The other thing is that it looks like we can drop a significant amount of C++ code from clang-doc once this is in place. Our rough plan is to use the templates for both HTML and Markdown, if we can, which should allow us to drop a lot of boilerplate code that’s been difficult to reuse between the various clang-doc backends. That’s more a direct result of using any templating language, rather than mustache specifically, though. But I think it may be much harder to maintain a library that needs to implement a more complex template specification. @PeterChou1 can probably offer more insight on that, since he’s the one that did the actual work.

For the other places that we generate HTML, is there a need for something more complicated than mustache?

2 Likes

Who is supposed to maintain this code long term?

I think there’s been a misunderstanding about how the library is intended to be used w/in LLVM. I’ll try to clarify some of the places I think are off base.

The library implements the spec. It allows us to avoid any dependencies. It just fills in the template, per the public specification (which very seldom changes).

In clang-doc we generate mostly static pages, and the library fills those in for us. We’re not taking a dependency on an external JavaScript library, or requiring anything to run server side. We use the new Mustache library when we generate the documentation, and that’s it. If the spec changes, it will be up to us to decide if we up-rev or not.

I don’t know if I follow this, it would be our library, and solely live in llvm/Support. If another part of the project wants to take a dep on a web library, that’s a different discussion and proposal altogether.

First, it’s hard to quantify how “popular” any kind of technology really is, but anecdotally, any time I’ve read something about templating languages Mustache shows up. A quick google search for “mustache template” shows lots of relevant hits, for whatever that may be worth.

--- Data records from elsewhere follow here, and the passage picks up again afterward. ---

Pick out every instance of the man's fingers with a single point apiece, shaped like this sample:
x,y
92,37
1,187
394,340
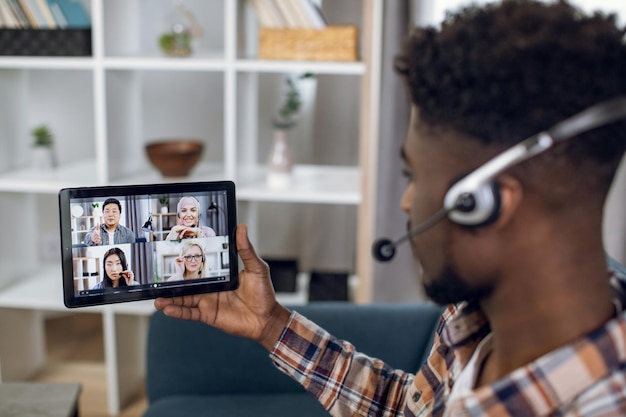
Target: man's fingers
x,y
246,251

This focus on the spec repository and its last update is irrelevant. Mustache is intentionally simple by design, and the spec seldom changes. The implementation of the library would be entirely in LLVM as C++ code. It would have not external dependencies whatsoever (aside from perhaps wanting to run the conformance tests from the spec).

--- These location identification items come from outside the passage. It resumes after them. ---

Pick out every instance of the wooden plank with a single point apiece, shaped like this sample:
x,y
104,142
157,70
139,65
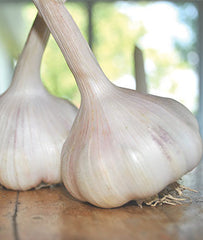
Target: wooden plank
x,y
51,213
7,214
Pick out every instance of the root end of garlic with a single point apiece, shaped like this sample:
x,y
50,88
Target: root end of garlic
x,y
171,195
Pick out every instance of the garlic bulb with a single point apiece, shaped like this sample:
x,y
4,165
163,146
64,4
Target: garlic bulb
x,y
33,123
123,145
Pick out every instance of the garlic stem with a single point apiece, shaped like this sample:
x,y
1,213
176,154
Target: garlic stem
x,y
76,50
141,85
29,62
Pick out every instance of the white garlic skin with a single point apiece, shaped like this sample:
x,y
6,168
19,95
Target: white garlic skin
x,y
128,146
33,123
32,129
123,145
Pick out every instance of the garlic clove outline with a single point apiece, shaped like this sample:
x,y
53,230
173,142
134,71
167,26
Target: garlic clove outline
x,y
33,123
123,145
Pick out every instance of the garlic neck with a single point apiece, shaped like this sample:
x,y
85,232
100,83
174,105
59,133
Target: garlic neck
x,y
27,72
79,57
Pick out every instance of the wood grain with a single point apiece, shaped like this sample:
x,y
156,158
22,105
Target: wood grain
x,y
51,213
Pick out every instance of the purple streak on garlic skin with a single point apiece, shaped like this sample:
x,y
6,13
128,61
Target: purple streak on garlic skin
x,y
33,123
123,145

This is true, but templating is just very simple parsing, and textual replacement. We should be pretty OK w/ simple parsers and string concatenation. :slight_smile:

We already have projects that are generating static HTML in-tree. Typically these are developer facing tools, like coverage reports, or the output of static analysis. The library in question is for simplifying those use-cases, and not focused on impacting our existing web infrastructure (like llvm.org). Compatibility w/ GitHub pages isn’t viable for a documentation generation tool, like clang-doc, and isn’t useful for the other in-tree use cases either, from what I can tell.

Does this help clarify the situation, and assuage your concerns @rengolin?

5 Likes

Are we forking the project into LLVM? What will happen with the original project?

I’d say we shouldn’t have in the first place, but that’s a separate discussion.

My point is that HTML technologies come and go and they have nothing to do with LLVM. This whole thing needs to go outside of LLVM and be generated elsewhere, which can change with the times much more often (and with much lower cost) than what we’re having now.

Coverage reports should be done by a separate tool (coverity?), Clang/LLVM reports shouldn’t include HTML in the first place, at least not generated natively, but converted into HTML by an external process.

If that external process is Mustache-based or not is irrelevant, as long as we dissociate the HTML generation from the data generation.

It may be just me, but having an HTML generation library anywhere in the LLVM monorepo makes no sense at all.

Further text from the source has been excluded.